There’s a certain nostalgia about Tangerine Dream’s music, taking me back to my 80s childhood. Synthesizer music dominated that decade, and hearing the warm, analog passages of Tangerine Dream is like an aural time machine. I’m reminded of all the wonderful technological advances like Apple computer, Atari video games, and the glorious Space Shuttle launches, pre-Challenger. I’m also reminded of Omni Magazine, of the beginnings of the sci-fi subgenre known as cyberpunk, and of the euphoric feeling that in the 21st century, technology would solve many of our problems.
This is all a construct of my mind, associating events, places, and things with Tangerine Dream’s compositions. It fills my mind with tangentially related memories of the sound of sequenced beats, sine pads, and synth bass. It is the creation of memory, real or imagined, and I realize this even while the music evokes these sensations and images. That is part of Tangerine Dream’s brilliance. Their music really is like a waking dream.
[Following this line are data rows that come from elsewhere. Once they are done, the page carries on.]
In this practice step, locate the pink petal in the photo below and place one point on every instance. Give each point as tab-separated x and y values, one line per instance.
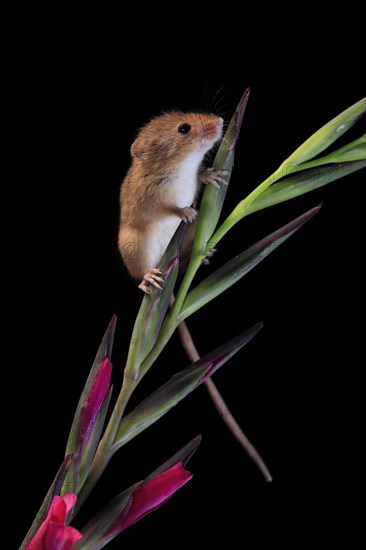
56	516
95	398
154	493
59	537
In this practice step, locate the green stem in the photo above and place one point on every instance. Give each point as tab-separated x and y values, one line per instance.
241	209
171	321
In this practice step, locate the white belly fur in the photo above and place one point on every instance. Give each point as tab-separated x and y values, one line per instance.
180	191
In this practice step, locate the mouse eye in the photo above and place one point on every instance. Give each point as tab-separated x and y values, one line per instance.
184	128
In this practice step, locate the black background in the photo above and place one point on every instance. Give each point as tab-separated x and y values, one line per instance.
78	84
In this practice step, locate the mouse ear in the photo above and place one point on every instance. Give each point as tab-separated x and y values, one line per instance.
137	149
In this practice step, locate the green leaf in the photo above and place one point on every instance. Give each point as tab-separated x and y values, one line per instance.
326	135
89	451
105	350
95	533
177	388
319	141
213	198
153	308
54	490
356	150
303	182
230	273
101	529
183	455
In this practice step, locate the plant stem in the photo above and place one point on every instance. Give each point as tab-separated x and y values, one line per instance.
222	408
103	453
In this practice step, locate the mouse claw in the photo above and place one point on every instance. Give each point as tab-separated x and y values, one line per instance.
209	254
214	177
188	214
151	278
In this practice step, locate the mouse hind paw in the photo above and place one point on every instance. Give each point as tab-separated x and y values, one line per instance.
215	177
152	277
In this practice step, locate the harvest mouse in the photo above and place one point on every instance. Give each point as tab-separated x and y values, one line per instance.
161	187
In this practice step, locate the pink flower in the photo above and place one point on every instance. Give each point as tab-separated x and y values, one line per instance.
152	494
53	534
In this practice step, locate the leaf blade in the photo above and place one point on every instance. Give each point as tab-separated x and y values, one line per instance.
227	275
303	182
177	388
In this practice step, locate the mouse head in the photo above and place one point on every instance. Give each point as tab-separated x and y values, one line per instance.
175	135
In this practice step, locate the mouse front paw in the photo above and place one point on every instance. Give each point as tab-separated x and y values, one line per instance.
215	177
152	277
188	214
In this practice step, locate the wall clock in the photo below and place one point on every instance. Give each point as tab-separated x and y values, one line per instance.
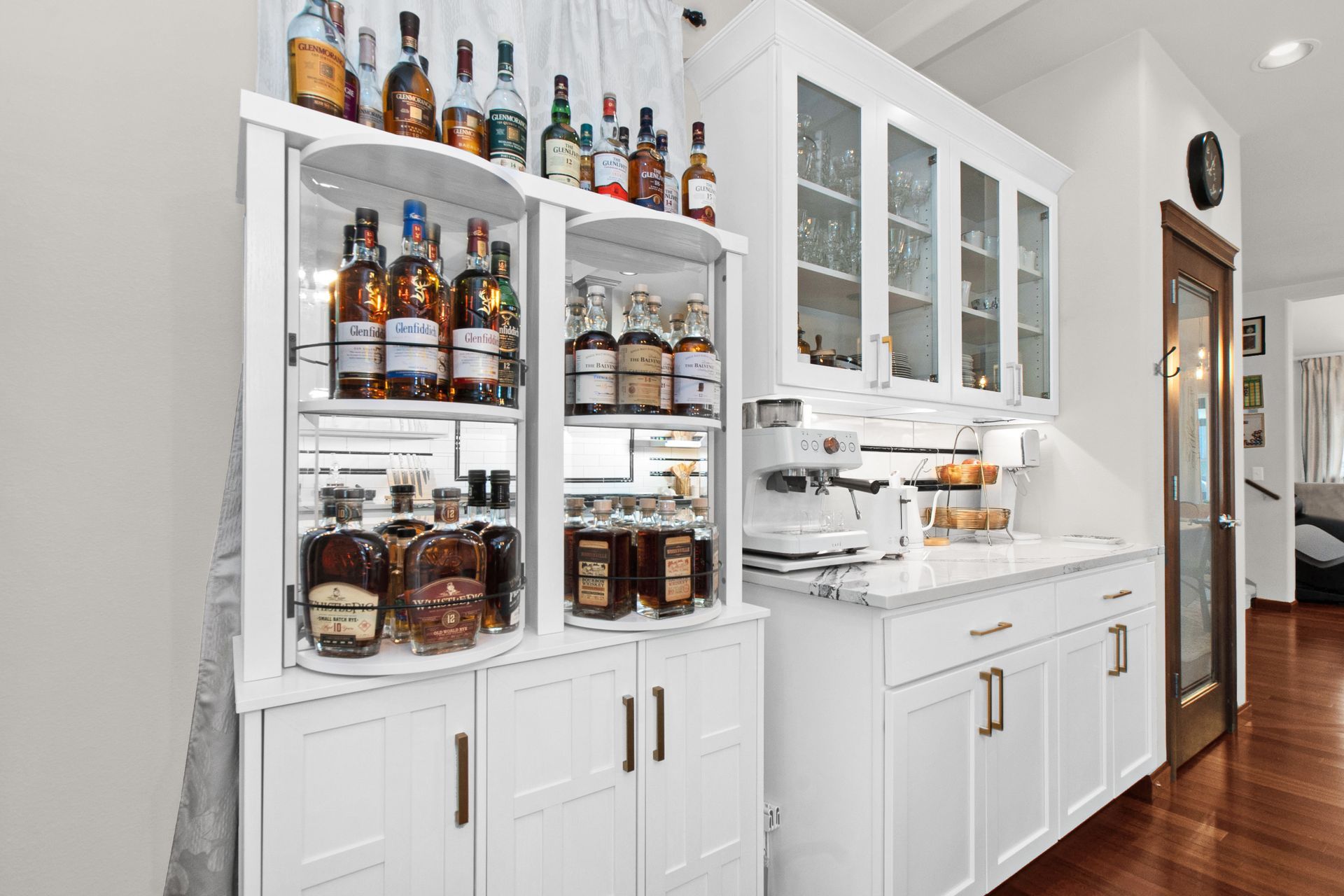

But all that aside, there’s something else that their music conjures in my mind: alien worlds, starships on interstellar journeys, and technology so advanced it is beyond human ken. It makes me think about, and want to write, science fiction stories. I don’t know why. Maybe it’s the merger of artificial sounds with live instrumentation, or the contrasting arrangements that play out in synchronized lockstep only to collapse into bursts of chaos. Perhaps it’s the band’s introspective, yet hopeful, vibe. I only know that it moves me.
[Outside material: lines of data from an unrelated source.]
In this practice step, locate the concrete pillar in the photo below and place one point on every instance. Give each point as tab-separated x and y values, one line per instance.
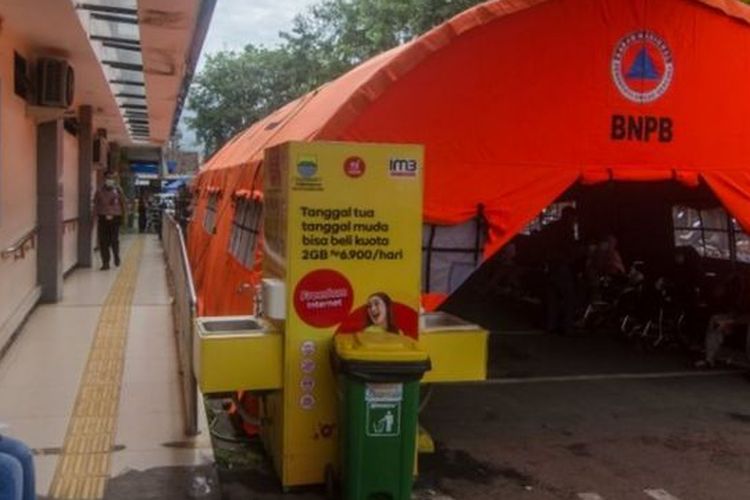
85	195
50	209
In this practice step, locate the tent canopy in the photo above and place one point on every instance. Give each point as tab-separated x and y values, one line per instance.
517	100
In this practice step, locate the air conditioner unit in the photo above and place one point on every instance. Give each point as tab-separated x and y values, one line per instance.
99	155
55	83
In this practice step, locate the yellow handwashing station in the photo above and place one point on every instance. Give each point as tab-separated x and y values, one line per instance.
342	246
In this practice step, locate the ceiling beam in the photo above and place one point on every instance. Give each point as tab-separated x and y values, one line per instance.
128	82
122	46
122	65
107	9
114	19
130	96
116	39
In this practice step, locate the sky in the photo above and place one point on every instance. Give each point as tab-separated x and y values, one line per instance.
236	23
239	22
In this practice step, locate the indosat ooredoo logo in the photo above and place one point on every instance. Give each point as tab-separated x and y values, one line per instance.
642	66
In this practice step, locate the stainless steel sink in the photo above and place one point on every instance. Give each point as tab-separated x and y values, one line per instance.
233	325
436	321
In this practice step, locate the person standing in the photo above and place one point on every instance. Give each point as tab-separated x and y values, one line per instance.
562	252
16	470
109	209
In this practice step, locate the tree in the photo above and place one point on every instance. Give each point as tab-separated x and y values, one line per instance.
236	89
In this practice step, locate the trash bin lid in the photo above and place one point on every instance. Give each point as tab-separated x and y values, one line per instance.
379	347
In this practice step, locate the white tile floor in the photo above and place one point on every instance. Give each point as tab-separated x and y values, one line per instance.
39	376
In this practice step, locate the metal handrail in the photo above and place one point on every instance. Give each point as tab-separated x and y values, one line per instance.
185	312
19	246
186	263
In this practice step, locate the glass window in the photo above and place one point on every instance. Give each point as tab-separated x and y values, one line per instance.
551	214
710	232
209	220
245	230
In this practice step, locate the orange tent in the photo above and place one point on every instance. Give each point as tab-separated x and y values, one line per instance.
515	101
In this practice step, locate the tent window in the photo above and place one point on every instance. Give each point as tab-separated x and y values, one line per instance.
712	233
551	214
450	254
245	229
209	220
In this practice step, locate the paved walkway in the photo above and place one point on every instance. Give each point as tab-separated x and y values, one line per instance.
92	383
There are two things in particular that come to mind whenever I begin a Tangerine Dream playlist: alien skies, and Michael Whelan paintings. The music suggests vistas on another world, where the sky is wide open, and I can fly through it until I finally cross over into vacuum. I can even look skyward on my own world, at the blue sky and clouds, and their music flows into my thoughts.
Whelan is among my favorite fantasy artists, and there is a sophistication and humanity about his work that I hear in Tangerine Dream. One piece of his perfectly illustrates this: Robots of Dawn, from the Isaac Asimov book of the same name. The otherworldly hue of the sky in the background, the tragedy of the robot’s beleaguered pose in the foreground, and the contemplative visage on the stone at the robot’s feet, epitomize what I’m talking about. Look at that image while listening to tracks like ‘Zulu’, or ‘Hunter Shot By A Yellow Rabbit’ and tell me you don’t feel something.
From ‘Rubycon’, “Roaring of the Bliss’, and ‘Phaedra”, their compositions possess an energy, a relentless drive to move forward, as if progress itself is nudging us on. This isn’t because Tangerine Dream uses loops and sequencers. This same drive exists in their live performances. It’s the same drive I feel when I read science fiction. It pushes me into the next stage of thought, of being.
When Edgar Froese, the founder of Tangerine Dream and its only original member, died in January 2015, I was quite saddened. He was still working on new music up until his passing. I think that reflects the energy, hope, and forward-driving intuition that permeates the band’s music: that’s who he was, and you can hear it in the arrangements.
So as I gear up to write the next science fiction novel, I already hear the opening strains of ‘One Night In Space’, taking me on another voyage of the imagination. Whatever Edgar Froese intended with his work, I’m sure such a comment would make him proud.